Interview mit Lamine Biaye vom senegalesischen Saatgutnetzwerk ASPSP
Frage: Viele Senegalesen demonstrierten in den letzten Monaten gegen die hohen Nahrungsmittelpreise. Hungern die Menschen im Senegal bereits?
Lamine Biaye: Auf jeden Fall haben wir ein ungewöhnlich großes Nahrungsmitteldefizit. Das passiert selten im Senegal. Es ist eine Folge der letzten Regenzeit, als nicht überall genug Regen fiel. Deshalb hatten wir bei Getreide, Erdnüssen und Baumwolle eine schlechte Ernte. Normalerweise müssen die Bauern zwei Monate bis zur nächsten Ernte überbrücken, aber dieses Jahr werden es sicher fünf Monate sein, weil die Ernte so gering ausfiel. Das nennen wir Hungersnot auf senegalesisch.
Gibt es in dieser schwierigen Situation staatliche Unterstützung für die Bauern?
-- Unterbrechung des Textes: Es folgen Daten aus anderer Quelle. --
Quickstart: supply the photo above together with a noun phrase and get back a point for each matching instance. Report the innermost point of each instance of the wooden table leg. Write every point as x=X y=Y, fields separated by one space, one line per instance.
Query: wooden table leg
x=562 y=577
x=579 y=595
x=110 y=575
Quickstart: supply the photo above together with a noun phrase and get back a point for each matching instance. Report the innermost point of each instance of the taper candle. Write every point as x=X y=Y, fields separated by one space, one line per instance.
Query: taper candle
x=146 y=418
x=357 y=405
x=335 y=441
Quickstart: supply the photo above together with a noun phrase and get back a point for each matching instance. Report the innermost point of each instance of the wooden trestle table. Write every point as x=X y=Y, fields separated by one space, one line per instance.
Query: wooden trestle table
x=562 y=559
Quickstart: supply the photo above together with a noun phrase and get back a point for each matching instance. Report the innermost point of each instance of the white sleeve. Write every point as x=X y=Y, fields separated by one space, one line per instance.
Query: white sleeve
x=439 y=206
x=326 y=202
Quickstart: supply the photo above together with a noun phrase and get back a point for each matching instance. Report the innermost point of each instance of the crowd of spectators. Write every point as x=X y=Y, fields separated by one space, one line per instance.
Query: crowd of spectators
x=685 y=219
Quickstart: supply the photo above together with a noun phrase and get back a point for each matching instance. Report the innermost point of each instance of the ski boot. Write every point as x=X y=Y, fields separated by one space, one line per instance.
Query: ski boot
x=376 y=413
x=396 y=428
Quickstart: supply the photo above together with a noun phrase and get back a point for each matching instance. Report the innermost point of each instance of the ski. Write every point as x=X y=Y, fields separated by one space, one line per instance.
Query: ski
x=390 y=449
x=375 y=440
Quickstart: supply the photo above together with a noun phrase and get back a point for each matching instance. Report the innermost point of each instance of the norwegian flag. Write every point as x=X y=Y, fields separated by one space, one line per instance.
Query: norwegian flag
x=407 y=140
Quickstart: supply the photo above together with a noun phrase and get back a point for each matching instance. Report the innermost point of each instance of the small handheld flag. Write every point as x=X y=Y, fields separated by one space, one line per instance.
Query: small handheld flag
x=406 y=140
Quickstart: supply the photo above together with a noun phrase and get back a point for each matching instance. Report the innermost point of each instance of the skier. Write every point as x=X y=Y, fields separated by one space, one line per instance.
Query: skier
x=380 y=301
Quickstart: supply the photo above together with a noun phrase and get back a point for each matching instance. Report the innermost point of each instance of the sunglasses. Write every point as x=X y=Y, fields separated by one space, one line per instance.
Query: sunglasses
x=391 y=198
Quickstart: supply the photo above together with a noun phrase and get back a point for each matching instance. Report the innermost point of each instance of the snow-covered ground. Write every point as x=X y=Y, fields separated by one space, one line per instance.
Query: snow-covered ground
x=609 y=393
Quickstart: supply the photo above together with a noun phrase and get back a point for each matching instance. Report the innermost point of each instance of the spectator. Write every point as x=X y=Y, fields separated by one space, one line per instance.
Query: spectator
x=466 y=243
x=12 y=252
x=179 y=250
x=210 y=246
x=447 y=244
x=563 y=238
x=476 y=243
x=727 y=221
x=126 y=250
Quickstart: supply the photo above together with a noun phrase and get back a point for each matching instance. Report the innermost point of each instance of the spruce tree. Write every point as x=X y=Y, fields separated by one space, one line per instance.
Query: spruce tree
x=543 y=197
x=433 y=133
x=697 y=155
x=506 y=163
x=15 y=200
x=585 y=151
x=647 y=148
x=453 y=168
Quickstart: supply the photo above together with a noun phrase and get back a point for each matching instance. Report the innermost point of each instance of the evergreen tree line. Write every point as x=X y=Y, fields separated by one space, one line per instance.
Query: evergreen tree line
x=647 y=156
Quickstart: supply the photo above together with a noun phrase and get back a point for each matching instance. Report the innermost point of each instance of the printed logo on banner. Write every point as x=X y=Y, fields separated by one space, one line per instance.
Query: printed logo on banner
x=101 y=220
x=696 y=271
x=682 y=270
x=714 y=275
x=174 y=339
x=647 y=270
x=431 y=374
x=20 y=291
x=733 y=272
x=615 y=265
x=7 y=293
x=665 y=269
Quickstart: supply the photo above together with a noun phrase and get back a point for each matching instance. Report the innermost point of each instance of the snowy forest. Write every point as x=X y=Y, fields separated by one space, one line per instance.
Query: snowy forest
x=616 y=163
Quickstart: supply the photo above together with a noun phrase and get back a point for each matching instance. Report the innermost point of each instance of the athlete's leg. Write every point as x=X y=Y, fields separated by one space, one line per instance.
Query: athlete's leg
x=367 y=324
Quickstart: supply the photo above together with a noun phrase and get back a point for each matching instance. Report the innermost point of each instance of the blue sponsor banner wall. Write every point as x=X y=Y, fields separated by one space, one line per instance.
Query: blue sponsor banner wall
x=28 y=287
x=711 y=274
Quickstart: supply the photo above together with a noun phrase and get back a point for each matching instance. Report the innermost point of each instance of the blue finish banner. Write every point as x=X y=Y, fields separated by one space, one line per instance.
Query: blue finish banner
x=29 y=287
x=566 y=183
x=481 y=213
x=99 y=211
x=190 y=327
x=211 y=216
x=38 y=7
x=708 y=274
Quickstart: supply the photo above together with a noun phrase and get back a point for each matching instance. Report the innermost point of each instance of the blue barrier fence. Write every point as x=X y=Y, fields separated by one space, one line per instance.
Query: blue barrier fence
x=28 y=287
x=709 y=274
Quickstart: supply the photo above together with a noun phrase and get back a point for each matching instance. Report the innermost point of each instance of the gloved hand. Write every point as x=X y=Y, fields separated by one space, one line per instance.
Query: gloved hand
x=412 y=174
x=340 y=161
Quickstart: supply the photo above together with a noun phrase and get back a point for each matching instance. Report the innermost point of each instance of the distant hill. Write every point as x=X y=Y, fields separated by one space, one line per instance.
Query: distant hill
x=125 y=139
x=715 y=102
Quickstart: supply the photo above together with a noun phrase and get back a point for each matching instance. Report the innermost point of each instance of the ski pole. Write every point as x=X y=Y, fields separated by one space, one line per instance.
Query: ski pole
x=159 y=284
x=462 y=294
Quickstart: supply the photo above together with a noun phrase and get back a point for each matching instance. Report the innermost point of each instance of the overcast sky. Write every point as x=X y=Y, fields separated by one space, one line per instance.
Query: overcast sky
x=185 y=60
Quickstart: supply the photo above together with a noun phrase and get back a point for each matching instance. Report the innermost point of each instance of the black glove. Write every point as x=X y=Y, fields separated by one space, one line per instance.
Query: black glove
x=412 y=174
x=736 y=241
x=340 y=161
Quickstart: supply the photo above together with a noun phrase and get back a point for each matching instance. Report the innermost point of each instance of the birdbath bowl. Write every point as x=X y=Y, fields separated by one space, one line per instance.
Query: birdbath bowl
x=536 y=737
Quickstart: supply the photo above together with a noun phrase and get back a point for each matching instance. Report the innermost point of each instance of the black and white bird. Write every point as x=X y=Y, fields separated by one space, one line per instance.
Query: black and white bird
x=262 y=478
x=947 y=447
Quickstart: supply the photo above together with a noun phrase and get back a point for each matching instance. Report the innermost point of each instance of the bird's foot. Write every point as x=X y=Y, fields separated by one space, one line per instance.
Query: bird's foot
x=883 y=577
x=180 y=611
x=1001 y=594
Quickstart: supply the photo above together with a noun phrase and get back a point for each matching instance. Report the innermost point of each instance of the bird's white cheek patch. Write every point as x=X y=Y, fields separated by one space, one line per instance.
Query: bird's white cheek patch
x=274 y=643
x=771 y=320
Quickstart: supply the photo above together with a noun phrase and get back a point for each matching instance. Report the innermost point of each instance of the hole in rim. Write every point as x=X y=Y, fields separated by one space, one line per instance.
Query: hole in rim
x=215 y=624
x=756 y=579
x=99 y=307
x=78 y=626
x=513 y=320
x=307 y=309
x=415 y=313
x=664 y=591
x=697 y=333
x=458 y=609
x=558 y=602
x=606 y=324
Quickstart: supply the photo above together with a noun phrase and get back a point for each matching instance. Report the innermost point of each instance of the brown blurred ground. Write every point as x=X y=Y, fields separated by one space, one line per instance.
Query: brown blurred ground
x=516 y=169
Der Staat hat versprochen, 10 Milliarden CFA-Francs zur Verfügung zu stellen. Das sind rund 16 Millionen Euro. Aber wir sind sechs Millionen Bauern im Senegal. Diese 10 Milliarden Francs reichen nur für fünf Kilo Reis für jeden - für fünf Monate! Die CNCR (Conseil National de Concertation et de Cooperation des Ruraux) hat geschätzt, dass 110 Milliarden Francs CFA nötig wären. Der Staat leistet also nur ein bisschen Hilfe mit der Gießkanne.
Welche Perspektiven haben Sie für die Zukunft?
Wir haben Getreidemangel, das ist unser größtes Problem. In unserer Kampagne von 2008 und 2009 fordern wir die Bauern auf, ihr Verhalten zu ändern, all ihren Mut zusammenzunehmen und Hirse, Reis oder Fonio anzubauen. Alle drei Getreidesorten passen zur senegalesischen Ernährung.
Der industrielle Anbau von Baumwolle oder Erdnüssen schadet der Getreideproduktion und unserer Ernährungskultur. Und er zerstört unsere Böden. Außerdem zwingen diese Kulturen den Bauern in einen Teufelskreis der Verschuldung. Um Baumwoll-Hybridsaatgut zu kaufen, muss sich der Bauer verschulden. Er muss Düngemittel und Pestizide kaufen, um einen guten Ertrag zu erzielen. Und wenn es nicht genug Regen gibt, hat er trotzdem schlechte Erträge und kann seine Schulden nicht bezahlen.
Welches Ziel verfolgt das Saatgutnetzwerk ASPSP mit seiner Arbeit?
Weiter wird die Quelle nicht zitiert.